57. xp84 ◴[] No.45677372[source]
Sounds reasonable enough to me. 99.99% of the times you’re in an actual script, if you mean to execute code, you’d just execute it yourself, rather than making a script tag full of code and sticking that tag into a random DOM element. That’s why the default wouldn’t honor the script tag and there’d be an “unsafe” method explicitly named as such to hint you that you’re doing something weird.
58. matmo ◴[] No.45677377{3}[source]
Isn't this kinda like asking "why does my gun need a safety if I'm the only one consciously pulling the trigger"?
59. codedokode ◴[] No.45677417[source]
I don't like this. This could be implemented as a JS library. I believe browsers should provide the minimal API so that they are smaller and easier to create. As for safe alternative to innerHTML, it is called innerText.
replies(3): >>45677474 #>>45677546 #>>45677680 #
60. csmantle ◴[] No.45677474[source]
I think innerText and setHTML() have different purposes. The former inserts the whole string as a text leaf, while the latter tries to preserve structures that are meaningful in context.

---

Libraries can surely do the same job, but then the exact behavior would vary among a sea of those libs. Having specs defined [0] for such an interface would hopefully iron out much of these variations, as well as enabling some performance gains.

[0]: https://wicg.github.io/sanitizer-api/#dom-element-sethtml

replies(1): >>45677927 #
61. petralithic ◴[] No.45677680[source]
> I believe browsers should provide the minimal API so that they are smaller and easier to create.

That ship has long since sailed. Browsers are so complex that it takes quite some effort to support the various levels of 9s of the percentage of compatibility with standards, not to mention the browser makers themselves define many of the standards.

replies(1): >>45677947 #
62. domenicd ◴[] No.45677701{5}[source]
Indeed, the web platform now has setHTML() and setHTMLUnsafe() to replace the innerHTML setter.

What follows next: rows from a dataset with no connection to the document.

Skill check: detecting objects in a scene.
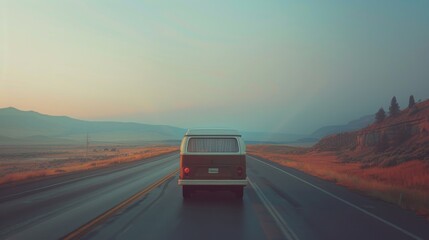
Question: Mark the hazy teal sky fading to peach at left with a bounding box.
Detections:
[0,0,429,134]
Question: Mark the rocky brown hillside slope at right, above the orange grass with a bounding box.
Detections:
[314,100,429,166]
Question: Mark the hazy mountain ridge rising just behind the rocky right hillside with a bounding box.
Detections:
[311,114,374,138]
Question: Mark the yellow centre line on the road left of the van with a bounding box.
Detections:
[63,169,179,240]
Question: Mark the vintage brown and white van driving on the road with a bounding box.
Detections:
[179,129,247,199]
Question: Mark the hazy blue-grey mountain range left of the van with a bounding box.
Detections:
[0,107,185,145]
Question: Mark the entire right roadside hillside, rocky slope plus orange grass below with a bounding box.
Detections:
[247,100,429,216]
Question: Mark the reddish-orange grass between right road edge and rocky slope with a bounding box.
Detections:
[247,145,429,217]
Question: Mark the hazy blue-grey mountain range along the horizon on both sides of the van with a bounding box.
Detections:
[0,107,373,145]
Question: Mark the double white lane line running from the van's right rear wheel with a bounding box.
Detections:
[248,178,299,240]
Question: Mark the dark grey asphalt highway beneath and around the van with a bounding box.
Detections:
[0,154,429,240]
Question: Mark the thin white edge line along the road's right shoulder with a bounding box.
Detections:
[249,156,423,240]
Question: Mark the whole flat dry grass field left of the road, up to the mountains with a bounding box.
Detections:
[0,145,179,184]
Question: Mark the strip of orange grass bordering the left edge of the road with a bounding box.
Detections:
[0,146,179,184]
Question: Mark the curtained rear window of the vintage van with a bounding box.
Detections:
[188,138,238,152]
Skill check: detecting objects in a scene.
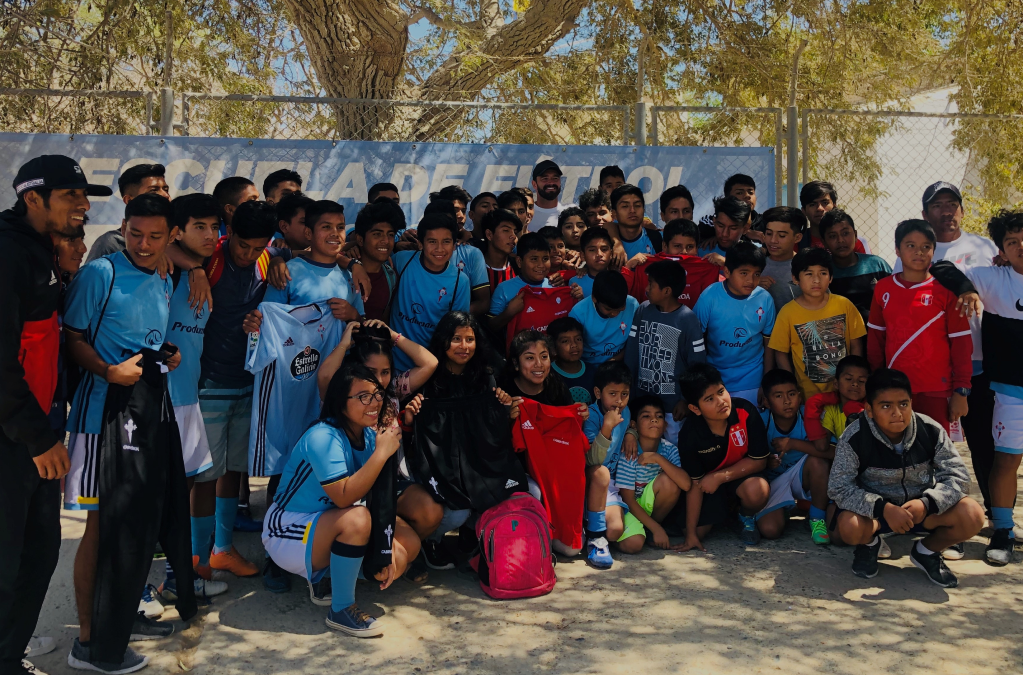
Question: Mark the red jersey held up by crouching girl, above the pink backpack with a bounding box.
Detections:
[512,399,589,548]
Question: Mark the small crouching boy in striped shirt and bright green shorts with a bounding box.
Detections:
[608,394,693,553]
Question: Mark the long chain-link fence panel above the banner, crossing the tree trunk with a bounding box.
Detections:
[182,93,631,145]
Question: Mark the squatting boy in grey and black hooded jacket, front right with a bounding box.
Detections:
[828,365,986,588]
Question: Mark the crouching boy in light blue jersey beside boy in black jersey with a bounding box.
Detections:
[757,368,835,545]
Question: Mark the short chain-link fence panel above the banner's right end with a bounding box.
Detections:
[650,105,785,204]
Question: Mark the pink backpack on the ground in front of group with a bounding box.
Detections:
[473,492,558,599]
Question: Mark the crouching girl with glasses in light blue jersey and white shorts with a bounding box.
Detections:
[263,363,403,637]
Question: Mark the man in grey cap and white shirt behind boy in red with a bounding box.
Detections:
[893,181,998,531]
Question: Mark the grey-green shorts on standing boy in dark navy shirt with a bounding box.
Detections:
[195,379,252,483]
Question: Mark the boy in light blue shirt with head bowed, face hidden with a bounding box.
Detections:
[569,270,639,366]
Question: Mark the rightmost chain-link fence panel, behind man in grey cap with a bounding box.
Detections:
[801,109,1023,261]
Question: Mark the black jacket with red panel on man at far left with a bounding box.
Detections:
[0,206,60,457]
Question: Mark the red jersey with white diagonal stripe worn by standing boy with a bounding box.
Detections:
[866,274,973,396]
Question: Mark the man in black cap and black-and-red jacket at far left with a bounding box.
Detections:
[0,154,113,675]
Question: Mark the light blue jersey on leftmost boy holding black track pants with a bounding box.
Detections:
[63,252,174,434]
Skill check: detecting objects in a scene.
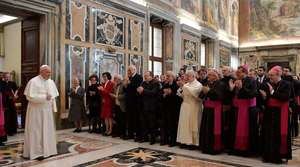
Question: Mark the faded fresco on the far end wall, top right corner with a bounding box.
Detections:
[250,0,300,40]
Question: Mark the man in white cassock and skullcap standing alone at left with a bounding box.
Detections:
[23,65,59,160]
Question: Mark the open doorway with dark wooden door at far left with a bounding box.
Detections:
[0,6,41,128]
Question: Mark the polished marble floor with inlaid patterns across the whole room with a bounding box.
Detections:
[0,129,300,167]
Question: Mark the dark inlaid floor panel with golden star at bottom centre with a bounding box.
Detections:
[75,148,239,167]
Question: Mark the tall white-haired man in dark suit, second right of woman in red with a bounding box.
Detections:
[124,66,143,139]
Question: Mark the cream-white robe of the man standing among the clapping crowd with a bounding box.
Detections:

There's also getHTML() (which has extra capabilities over the innerHTML getter).

63. SoftTalker ◴[] No.45677840{4}[source]
Why not name it what it does: sanitizeAndSetHTML
64. xp84 ◴[] No.45677920{4}[source]
Naming things in that manner hasn’t proven to be a good idea over the years.

When you have 2 of something and one is safe/better and the other one is known to be problematic, you give the awkward name to the problematic one and the obvious name to the safe/better one. Noobs oughtn’t to be attempting the other one, and anyone who is mature enough to have reason to do it, are mature enough to appreciate the reason behind that complexity.

65. codedokode ◴[] No.45677927{3}[source]
And if you need something that is not in a spec, you have to use a library anyway. Also the point was that browser should be as simple as possible and not like a whole new OS.
66. ◴[] No.45677947{3}[source]
67. codedokode ◴[] No.45677975{3}[source]
I wonder why Cursor chose regex approach when it is widely known that it is a wrong method. Is it a result of training on low-quality forums for beginners?
68. systoll ◴[] No.45677986[source]
A script tag would be able to call setHTMLUnsafe, bypassing whatever sanitation you configured.

I’d’ve made it a runtime error to call setHTML with an unsafe config, but Javascript tends toward implicit reinterpretation rather than erroring-out.

69. CGamesPlay ◴[] No.45678000[source]
Is “XSS-unsafe” precisely defined anywhere? I assume it means “any access to the JS interpreter”, but assuming in this context seems decidedly unsafe.